The SE corner of Costa Rica is home to the country’s largest mangrove swamp and Corcovado’s isolated tropical rainforest park (50% of all of Costa Rica’s species!). The park is 17km from equally isolated Bahía Drake, a craggy stretch of coastline with sandy inlets that disappear at high tide. Reaching Drake by motorboat was pretty through the mangroves; there are no jetties so the rich tourists struggled with their expensive footwear, cameras and excessive luggage. The alternative route is six hours in a 4×4 on rough dirt roads. Our motorcross friends thought it was thrilling, but not possible on our bikes.
We enjoyed part of the coastal trail towards the park, 17km away, through steamy hot forest and untouched beaches, but not much wildlife, some scary spiders and pairs of macaws, flashing red, squawking above. The park is expensive to access, hike and lodge (unless you camp) some visitors told us they didn’t see much but were massacred by insects. We decided it was beyond our budget, besides, we cannot cope with the lowland heat.

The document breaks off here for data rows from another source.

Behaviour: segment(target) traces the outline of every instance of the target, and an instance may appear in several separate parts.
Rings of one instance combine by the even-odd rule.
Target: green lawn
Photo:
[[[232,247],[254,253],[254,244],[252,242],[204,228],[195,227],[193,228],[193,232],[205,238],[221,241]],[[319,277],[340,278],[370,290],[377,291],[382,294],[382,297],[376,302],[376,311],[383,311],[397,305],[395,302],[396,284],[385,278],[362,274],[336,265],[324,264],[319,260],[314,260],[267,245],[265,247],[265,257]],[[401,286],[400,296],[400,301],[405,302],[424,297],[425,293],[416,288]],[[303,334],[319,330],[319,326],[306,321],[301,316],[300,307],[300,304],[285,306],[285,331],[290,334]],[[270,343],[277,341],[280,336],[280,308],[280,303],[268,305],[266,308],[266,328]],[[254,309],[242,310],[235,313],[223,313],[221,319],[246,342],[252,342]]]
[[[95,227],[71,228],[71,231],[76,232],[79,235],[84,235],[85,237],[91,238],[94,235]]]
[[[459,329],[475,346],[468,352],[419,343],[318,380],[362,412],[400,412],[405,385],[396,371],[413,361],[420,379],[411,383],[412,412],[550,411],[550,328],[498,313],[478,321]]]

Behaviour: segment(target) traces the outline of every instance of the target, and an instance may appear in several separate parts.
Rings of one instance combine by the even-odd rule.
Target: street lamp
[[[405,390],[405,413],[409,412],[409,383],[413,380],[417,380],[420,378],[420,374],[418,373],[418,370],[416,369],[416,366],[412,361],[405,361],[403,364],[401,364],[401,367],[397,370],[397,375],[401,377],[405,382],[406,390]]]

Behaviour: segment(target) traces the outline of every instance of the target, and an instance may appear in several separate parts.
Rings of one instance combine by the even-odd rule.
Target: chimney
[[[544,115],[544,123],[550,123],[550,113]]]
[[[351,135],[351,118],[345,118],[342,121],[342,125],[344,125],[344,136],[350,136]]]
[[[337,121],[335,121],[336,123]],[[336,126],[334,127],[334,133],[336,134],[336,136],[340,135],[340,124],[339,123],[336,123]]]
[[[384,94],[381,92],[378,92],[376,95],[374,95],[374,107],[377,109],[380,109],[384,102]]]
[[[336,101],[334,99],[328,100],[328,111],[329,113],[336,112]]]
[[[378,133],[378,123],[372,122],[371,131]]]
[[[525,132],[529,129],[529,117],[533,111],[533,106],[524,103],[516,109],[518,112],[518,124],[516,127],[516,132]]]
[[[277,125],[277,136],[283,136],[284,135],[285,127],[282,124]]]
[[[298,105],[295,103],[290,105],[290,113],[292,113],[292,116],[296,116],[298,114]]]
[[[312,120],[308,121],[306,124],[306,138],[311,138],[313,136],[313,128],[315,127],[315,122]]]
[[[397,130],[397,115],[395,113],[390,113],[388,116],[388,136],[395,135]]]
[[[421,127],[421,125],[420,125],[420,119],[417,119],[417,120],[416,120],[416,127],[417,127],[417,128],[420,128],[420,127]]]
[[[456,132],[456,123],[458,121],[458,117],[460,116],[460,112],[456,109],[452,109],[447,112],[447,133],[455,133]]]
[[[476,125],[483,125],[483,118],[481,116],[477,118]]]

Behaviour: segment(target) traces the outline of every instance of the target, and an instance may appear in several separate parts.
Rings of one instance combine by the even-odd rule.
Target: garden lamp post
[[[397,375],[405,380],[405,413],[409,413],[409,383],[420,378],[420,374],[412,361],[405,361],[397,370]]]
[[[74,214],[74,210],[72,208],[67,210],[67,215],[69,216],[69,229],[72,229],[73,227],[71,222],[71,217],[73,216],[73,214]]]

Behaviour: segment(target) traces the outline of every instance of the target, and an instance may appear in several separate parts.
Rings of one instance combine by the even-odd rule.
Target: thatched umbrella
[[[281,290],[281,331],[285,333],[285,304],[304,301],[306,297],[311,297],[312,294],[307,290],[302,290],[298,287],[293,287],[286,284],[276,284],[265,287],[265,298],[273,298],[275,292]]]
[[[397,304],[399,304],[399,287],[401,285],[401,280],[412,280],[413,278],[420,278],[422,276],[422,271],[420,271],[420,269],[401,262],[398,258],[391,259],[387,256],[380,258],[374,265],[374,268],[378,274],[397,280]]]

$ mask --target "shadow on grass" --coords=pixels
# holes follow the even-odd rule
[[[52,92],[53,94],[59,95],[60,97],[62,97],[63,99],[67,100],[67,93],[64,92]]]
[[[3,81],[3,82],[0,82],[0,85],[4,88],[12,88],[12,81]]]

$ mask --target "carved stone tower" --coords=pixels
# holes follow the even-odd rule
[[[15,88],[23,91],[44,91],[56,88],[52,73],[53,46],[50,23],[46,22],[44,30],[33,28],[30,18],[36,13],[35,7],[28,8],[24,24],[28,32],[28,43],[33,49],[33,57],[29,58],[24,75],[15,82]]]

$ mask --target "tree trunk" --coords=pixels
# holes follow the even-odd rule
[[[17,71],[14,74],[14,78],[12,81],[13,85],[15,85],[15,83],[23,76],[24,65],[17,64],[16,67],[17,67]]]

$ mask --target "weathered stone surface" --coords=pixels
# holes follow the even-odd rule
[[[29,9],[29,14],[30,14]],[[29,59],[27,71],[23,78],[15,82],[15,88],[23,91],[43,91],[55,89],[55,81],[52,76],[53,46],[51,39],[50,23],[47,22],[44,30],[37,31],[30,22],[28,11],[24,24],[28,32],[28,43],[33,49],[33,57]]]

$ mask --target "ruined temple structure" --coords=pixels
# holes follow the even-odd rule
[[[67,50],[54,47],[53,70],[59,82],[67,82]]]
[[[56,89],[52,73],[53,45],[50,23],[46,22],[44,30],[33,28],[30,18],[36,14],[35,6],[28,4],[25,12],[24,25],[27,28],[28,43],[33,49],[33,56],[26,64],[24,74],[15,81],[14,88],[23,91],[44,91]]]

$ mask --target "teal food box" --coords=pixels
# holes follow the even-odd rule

Our speedboat ride returning to Sierpe was pretty thrilling. The young driver could not have accelerated or decelerated any faster, me, lurching and gripping, no life jackets, look forward! Then we sped between the rocks marking the mouth of the river, and rode along the back of a 6’ breaking wave. Too exciting to be scared, boat tilted at 45’, parallel to a wall of white water descending below, and racing towards a wave breaking ahead. Then we reached deeper mid-channel, a quick 45’ turn and somehow we were between then ahead of both waves. No time to recover as we blasted up the channel. Phew!!